Here are my three take-home messages about fall N for corn—I'll go into more detail on each. Tailor them for your operation.
- Pencil in 8 bushel loss if weather is average
- Have a plan for how and when to apply more N if weather is wetter than average
- Probably better to apply a full rate on a limited number of fields than a limited rate on all fields
Pencil in 8 bushel loss if weather is average
This is based on a three-year study covering about 50 farm fields that got fall anhydrous. In the year with average November-March precip, we were able to increase yield an average of 8 bushels by adding some sidedress N. This showed that N loss was holding the crop back a little. If you're willing to lose some yield to improve logistics, I'm okay with that.
Adding extra N in the fall could make up some or all of this yield gap in an average-rainfall year, but would be wasted money in a dry year and would not provide nearly enough N in a wet year with high N loss. It's not clear to me that you can come out ahead that way. There is a much wider range of possible outcomes—more uncertainty—with anhydrous applied in the fall than applied in the spring.
In the other two years of this study, November-March precip was less than half of the long-term average. In these years, April soil samples showed that the anhydrous was essentially all there. And sidedress N only increased yield in a couple of fields that got excessive rain in May. The November-March precip may cause leaching loss directly, but also sets up soil moisture conditions that will cause loss with typical April-June rainfall.
Have a plan for how and when to apply more N if weather is wetter (and warmer) than average
Both warm and wet conditions contribute to N loss. Eventually it always gets warm, so wet is more important.
Fall anhydrous application can be a risk worth taking, but only if you do what your crop needs when N is lost.
Here's an example of what can happen. This field received a full rate of anhydrous ammonia around Thanksgiving.
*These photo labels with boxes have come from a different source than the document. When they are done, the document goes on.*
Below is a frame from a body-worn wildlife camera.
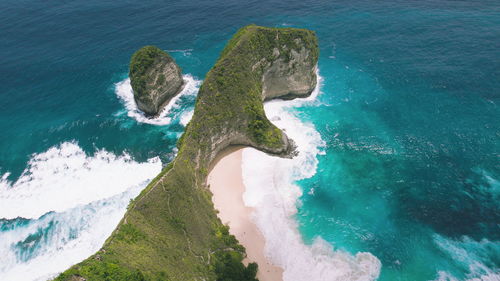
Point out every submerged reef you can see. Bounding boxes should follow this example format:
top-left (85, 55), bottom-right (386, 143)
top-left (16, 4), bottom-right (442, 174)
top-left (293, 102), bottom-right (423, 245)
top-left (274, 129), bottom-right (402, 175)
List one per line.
top-left (56, 25), bottom-right (319, 280)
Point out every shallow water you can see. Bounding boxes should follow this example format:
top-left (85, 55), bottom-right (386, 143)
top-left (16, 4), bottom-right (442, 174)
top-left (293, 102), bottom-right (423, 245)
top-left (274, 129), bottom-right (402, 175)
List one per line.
top-left (0, 1), bottom-right (500, 281)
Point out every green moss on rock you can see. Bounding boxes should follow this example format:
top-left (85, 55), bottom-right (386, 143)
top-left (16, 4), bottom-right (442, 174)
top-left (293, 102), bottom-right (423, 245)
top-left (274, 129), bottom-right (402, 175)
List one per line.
top-left (57, 25), bottom-right (318, 281)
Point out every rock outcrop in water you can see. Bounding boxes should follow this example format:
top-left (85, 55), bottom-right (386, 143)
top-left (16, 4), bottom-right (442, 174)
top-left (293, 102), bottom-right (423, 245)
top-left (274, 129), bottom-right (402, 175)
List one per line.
top-left (57, 25), bottom-right (319, 281)
top-left (129, 46), bottom-right (184, 116)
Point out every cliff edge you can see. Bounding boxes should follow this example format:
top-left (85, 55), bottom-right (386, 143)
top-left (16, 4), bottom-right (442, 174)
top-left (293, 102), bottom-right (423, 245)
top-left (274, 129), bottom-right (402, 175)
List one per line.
top-left (57, 25), bottom-right (319, 281)
top-left (129, 46), bottom-right (184, 116)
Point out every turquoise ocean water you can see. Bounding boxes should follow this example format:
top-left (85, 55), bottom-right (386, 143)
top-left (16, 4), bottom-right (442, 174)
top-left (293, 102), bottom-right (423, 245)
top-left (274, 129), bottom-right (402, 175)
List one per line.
top-left (0, 0), bottom-right (500, 281)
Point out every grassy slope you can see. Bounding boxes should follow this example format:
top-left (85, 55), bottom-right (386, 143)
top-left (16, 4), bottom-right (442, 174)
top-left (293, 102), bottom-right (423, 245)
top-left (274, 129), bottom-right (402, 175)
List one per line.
top-left (56, 25), bottom-right (318, 280)
top-left (129, 46), bottom-right (173, 97)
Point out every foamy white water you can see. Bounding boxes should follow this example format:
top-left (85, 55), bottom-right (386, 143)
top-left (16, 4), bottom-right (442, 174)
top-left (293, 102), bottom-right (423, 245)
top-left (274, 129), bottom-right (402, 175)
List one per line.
top-left (242, 70), bottom-right (381, 281)
top-left (115, 74), bottom-right (202, 126)
top-left (0, 142), bottom-right (161, 219)
top-left (0, 142), bottom-right (161, 281)
top-left (433, 234), bottom-right (500, 281)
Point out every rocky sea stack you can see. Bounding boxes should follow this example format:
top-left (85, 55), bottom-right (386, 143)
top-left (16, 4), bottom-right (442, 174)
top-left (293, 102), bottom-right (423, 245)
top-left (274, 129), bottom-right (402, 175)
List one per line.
top-left (129, 46), bottom-right (184, 117)
top-left (56, 25), bottom-right (319, 281)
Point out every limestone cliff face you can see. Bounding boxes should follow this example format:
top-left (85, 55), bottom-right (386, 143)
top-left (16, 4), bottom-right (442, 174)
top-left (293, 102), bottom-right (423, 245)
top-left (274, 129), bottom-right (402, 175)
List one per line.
top-left (57, 25), bottom-right (319, 281)
top-left (129, 46), bottom-right (184, 116)
top-left (262, 43), bottom-right (317, 100)
top-left (185, 25), bottom-right (319, 166)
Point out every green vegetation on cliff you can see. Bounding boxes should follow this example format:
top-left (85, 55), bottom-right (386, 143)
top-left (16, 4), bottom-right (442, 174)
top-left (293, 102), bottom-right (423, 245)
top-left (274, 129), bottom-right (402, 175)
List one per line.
top-left (56, 25), bottom-right (318, 281)
top-left (129, 46), bottom-right (173, 99)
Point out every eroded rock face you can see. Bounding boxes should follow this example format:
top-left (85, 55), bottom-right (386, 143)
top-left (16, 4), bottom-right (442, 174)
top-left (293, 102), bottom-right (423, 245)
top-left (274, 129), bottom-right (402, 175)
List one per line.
top-left (129, 46), bottom-right (184, 117)
top-left (262, 39), bottom-right (316, 100)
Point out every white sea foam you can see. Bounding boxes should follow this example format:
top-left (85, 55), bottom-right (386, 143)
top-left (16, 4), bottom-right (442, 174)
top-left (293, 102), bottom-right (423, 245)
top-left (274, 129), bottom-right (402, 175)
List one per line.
top-left (433, 234), bottom-right (500, 281)
top-left (179, 109), bottom-right (194, 127)
top-left (0, 142), bottom-right (161, 281)
top-left (115, 74), bottom-right (201, 126)
top-left (0, 142), bottom-right (161, 219)
top-left (242, 71), bottom-right (381, 281)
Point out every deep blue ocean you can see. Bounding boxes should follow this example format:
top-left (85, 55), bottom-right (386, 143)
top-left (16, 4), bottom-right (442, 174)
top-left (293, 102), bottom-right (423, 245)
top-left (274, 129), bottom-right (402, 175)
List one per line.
top-left (0, 0), bottom-right (500, 281)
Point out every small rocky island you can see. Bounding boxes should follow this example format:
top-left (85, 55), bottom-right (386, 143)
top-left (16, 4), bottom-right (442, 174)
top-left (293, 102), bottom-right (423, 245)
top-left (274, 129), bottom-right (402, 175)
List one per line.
top-left (56, 25), bottom-right (319, 281)
top-left (129, 46), bottom-right (184, 117)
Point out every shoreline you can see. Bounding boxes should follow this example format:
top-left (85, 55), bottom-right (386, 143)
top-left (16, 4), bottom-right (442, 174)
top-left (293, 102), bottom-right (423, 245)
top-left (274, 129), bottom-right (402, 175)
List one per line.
top-left (207, 146), bottom-right (283, 281)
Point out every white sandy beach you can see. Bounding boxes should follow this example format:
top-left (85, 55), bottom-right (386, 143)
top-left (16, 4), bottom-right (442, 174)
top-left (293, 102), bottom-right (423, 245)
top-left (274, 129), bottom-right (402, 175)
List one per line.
top-left (208, 148), bottom-right (283, 281)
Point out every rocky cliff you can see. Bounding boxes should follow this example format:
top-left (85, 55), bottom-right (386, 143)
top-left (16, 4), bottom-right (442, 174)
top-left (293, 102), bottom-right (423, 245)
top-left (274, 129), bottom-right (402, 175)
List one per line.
top-left (129, 46), bottom-right (184, 116)
top-left (58, 25), bottom-right (318, 281)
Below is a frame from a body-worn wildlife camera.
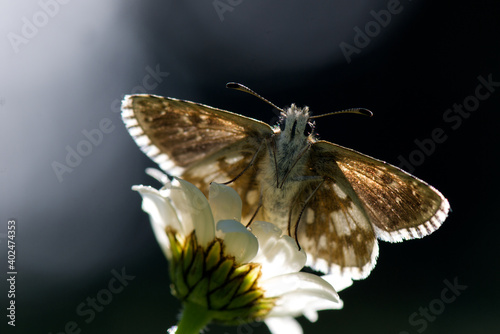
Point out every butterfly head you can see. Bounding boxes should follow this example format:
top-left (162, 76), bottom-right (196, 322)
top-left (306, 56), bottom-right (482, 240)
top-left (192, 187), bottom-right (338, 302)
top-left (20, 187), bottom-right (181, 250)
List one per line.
top-left (278, 104), bottom-right (314, 141)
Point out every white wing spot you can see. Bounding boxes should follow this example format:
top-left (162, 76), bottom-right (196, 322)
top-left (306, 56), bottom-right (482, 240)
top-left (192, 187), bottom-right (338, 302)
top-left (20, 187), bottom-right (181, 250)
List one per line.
top-left (333, 183), bottom-right (347, 199)
top-left (246, 189), bottom-right (259, 205)
top-left (224, 155), bottom-right (243, 165)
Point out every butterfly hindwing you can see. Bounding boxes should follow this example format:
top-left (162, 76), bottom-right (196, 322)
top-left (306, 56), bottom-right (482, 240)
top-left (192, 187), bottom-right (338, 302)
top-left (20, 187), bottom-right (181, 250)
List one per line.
top-left (295, 145), bottom-right (378, 279)
top-left (312, 141), bottom-right (449, 242)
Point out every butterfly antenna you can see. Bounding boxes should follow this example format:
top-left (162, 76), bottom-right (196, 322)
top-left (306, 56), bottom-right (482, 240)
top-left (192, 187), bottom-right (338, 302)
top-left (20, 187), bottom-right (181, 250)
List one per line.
top-left (309, 108), bottom-right (373, 118)
top-left (226, 82), bottom-right (283, 112)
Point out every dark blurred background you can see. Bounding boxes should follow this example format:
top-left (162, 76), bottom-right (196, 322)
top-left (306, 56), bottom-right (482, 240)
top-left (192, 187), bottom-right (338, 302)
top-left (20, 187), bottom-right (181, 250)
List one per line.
top-left (0, 0), bottom-right (500, 334)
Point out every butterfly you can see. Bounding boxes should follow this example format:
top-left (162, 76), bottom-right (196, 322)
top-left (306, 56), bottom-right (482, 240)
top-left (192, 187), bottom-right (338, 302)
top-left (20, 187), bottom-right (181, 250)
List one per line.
top-left (122, 83), bottom-right (450, 279)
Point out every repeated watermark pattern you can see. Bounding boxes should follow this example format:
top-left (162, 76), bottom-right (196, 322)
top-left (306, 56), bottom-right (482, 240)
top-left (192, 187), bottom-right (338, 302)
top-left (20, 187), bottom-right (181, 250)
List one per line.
top-left (398, 73), bottom-right (500, 173)
top-left (49, 267), bottom-right (135, 334)
top-left (51, 64), bottom-right (169, 182)
top-left (339, 0), bottom-right (411, 64)
top-left (7, 0), bottom-right (70, 53)
top-left (399, 277), bottom-right (467, 334)
top-left (212, 0), bottom-right (243, 22)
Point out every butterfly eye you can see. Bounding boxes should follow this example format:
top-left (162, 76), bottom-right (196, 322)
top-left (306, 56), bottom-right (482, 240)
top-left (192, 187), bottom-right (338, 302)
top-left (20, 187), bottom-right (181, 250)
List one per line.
top-left (280, 118), bottom-right (286, 132)
top-left (304, 122), bottom-right (314, 137)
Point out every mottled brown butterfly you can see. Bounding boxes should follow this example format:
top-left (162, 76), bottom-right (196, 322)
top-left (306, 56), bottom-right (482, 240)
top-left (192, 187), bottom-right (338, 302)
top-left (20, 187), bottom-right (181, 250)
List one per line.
top-left (122, 83), bottom-right (450, 279)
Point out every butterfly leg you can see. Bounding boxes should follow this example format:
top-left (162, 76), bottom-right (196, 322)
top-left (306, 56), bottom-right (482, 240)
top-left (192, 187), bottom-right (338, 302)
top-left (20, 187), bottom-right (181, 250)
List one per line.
top-left (245, 192), bottom-right (262, 227)
top-left (222, 141), bottom-right (264, 184)
top-left (288, 176), bottom-right (325, 250)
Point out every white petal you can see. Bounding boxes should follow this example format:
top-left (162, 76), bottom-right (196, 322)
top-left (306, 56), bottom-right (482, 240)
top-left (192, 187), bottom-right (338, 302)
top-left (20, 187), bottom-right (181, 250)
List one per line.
top-left (264, 317), bottom-right (304, 334)
top-left (251, 221), bottom-right (307, 279)
top-left (261, 272), bottom-right (342, 320)
top-left (216, 220), bottom-right (259, 263)
top-left (170, 178), bottom-right (215, 247)
top-left (321, 274), bottom-right (352, 292)
top-left (132, 185), bottom-right (182, 258)
top-left (208, 182), bottom-right (241, 223)
top-left (146, 168), bottom-right (170, 185)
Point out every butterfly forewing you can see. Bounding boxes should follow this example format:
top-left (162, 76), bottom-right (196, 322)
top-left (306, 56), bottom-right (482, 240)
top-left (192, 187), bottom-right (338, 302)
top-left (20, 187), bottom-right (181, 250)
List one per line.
top-left (312, 141), bottom-right (449, 242)
top-left (122, 95), bottom-right (273, 193)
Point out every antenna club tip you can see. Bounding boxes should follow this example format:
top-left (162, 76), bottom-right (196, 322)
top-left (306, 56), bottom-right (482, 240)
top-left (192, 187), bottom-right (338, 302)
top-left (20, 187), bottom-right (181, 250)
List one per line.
top-left (359, 108), bottom-right (373, 117)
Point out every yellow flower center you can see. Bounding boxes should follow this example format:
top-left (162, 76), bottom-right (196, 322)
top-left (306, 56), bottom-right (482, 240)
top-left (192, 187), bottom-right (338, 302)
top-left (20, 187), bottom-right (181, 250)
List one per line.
top-left (166, 227), bottom-right (275, 325)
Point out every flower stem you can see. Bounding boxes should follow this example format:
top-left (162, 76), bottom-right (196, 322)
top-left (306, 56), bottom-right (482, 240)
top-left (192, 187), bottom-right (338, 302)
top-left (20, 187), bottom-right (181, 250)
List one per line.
top-left (175, 303), bottom-right (212, 334)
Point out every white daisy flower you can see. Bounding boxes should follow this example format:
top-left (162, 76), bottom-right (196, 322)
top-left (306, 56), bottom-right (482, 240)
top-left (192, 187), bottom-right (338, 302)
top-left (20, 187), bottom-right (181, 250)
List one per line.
top-left (132, 171), bottom-right (342, 334)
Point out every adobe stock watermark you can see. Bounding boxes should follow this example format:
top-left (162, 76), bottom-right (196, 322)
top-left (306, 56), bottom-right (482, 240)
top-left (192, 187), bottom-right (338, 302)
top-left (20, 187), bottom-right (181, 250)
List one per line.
top-left (51, 64), bottom-right (169, 182)
top-left (212, 0), bottom-right (243, 22)
top-left (399, 277), bottom-right (467, 334)
top-left (49, 267), bottom-right (135, 334)
top-left (7, 0), bottom-right (70, 53)
top-left (398, 73), bottom-right (500, 173)
top-left (339, 0), bottom-right (411, 64)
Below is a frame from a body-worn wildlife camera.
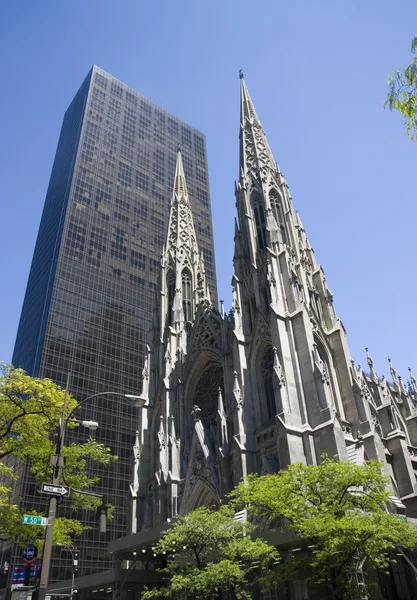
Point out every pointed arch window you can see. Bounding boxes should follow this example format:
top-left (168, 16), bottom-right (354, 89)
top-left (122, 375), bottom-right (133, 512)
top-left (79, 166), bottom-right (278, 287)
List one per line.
top-left (182, 269), bottom-right (192, 322)
top-left (313, 338), bottom-right (335, 409)
top-left (167, 271), bottom-right (175, 325)
top-left (252, 196), bottom-right (266, 250)
top-left (269, 190), bottom-right (288, 245)
top-left (261, 347), bottom-right (277, 421)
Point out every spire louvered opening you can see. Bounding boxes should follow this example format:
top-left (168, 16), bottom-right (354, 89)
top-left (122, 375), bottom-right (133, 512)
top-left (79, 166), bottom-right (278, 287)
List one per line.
top-left (181, 269), bottom-right (192, 322)
top-left (252, 195), bottom-right (266, 250)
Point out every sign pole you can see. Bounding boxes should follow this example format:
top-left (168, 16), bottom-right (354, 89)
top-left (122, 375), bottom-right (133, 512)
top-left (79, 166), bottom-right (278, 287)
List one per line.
top-left (38, 373), bottom-right (69, 600)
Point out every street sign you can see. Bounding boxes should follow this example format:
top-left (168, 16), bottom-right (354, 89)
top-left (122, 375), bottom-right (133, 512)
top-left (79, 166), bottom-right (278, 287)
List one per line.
top-left (12, 565), bottom-right (41, 586)
top-left (22, 544), bottom-right (38, 565)
top-left (22, 515), bottom-right (48, 527)
top-left (42, 483), bottom-right (70, 496)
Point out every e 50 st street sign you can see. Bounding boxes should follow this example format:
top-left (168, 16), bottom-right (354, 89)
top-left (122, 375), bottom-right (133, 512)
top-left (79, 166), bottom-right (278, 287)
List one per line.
top-left (42, 483), bottom-right (70, 496)
top-left (22, 515), bottom-right (48, 527)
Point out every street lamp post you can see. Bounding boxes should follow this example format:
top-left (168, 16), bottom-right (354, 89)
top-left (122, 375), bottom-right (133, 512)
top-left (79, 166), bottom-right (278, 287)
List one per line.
top-left (37, 384), bottom-right (146, 600)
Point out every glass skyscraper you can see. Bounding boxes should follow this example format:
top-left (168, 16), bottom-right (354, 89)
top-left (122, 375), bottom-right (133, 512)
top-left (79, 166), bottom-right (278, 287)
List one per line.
top-left (13, 66), bottom-right (216, 580)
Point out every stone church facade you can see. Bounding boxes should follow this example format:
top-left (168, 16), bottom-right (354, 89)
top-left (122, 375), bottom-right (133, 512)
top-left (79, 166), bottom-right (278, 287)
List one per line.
top-left (131, 77), bottom-right (417, 597)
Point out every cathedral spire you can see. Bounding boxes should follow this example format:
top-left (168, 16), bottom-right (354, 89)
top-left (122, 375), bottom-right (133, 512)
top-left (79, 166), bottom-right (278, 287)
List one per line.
top-left (166, 151), bottom-right (198, 262)
top-left (160, 150), bottom-right (210, 332)
top-left (239, 72), bottom-right (277, 183)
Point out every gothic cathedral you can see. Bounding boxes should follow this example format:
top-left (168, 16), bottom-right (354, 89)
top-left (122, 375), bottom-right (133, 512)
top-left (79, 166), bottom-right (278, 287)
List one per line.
top-left (132, 76), bottom-right (417, 533)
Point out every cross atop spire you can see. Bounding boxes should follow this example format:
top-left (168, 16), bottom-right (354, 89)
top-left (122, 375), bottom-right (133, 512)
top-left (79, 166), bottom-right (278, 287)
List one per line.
top-left (240, 77), bottom-right (277, 182)
top-left (172, 148), bottom-right (188, 204)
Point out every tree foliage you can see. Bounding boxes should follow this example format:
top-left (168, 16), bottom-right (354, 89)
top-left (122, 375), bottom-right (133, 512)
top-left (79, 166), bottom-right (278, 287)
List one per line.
top-left (233, 457), bottom-right (417, 600)
top-left (143, 506), bottom-right (279, 600)
top-left (0, 365), bottom-right (117, 547)
top-left (384, 36), bottom-right (417, 140)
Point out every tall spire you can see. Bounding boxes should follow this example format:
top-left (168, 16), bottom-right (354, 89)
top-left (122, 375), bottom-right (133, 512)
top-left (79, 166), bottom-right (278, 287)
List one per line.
top-left (166, 151), bottom-right (198, 262)
top-left (239, 72), bottom-right (277, 183)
Soil temperatures were below 50° and were fairly normal through the winter. Early-winter precip was normal, but it started getting wetter in February and continued through June. This image was taken in August. When yields came in from the combine, field-average yield was 45 bushels below the yield in the dark-green areas. This field is well-drained, so the excess rain did not hurt the corn directly—it hurt it by taking away its nitrogen.
Will more N help? I've done on-farm tests in four states and six years where there had been excess spring rain. Yield response to extra N was highly profitable except in one state in one year. And the worse the corn looks, the more it responds. I imagine that there is corn that is so damaged that replacing lost N doesn't make sense, but I haven't seen it personally.
How do you know whether you've lost your N? This is where it gets tricky. I believe that looking at the crop is the most reliable indicator, but there's no time to walk all your fields. Images work best. Planet Labs will let you have a free 2-week trial to look at their satellite images, which they acquire almost daily for most fields. There are also computer models that will give you decent information, but you probably don't have time to sign them up by the time you think you might have a problem.
Probably better to apply a full rate on a limited number of fields than a limited rate on all fields
Either way, you're not putting all your eggs in one basket. You're limiting your risk as far as N that is lost. But if you put a full rate on a limited number of fields, and have weather that doesn't cause any loss, you don't have to go back. That's where you gain a logistical advantage.
You may also gain a logistical advantage by having a service provider be the one who comes back to finish your N program after you've put on 2/3 of it as fall anhydrous. But as long as you're paying them to run the field, why not a higher rate? Why not put it all on then? You pay less for N by putting it on in the fall, but average loss for fall N probably eats away most or all of your price differential. And it adds uncertainty. Did you lose N, or didn't you? This is a much harder question to answer when you put your N down on November 2 than when you put it down on June 2.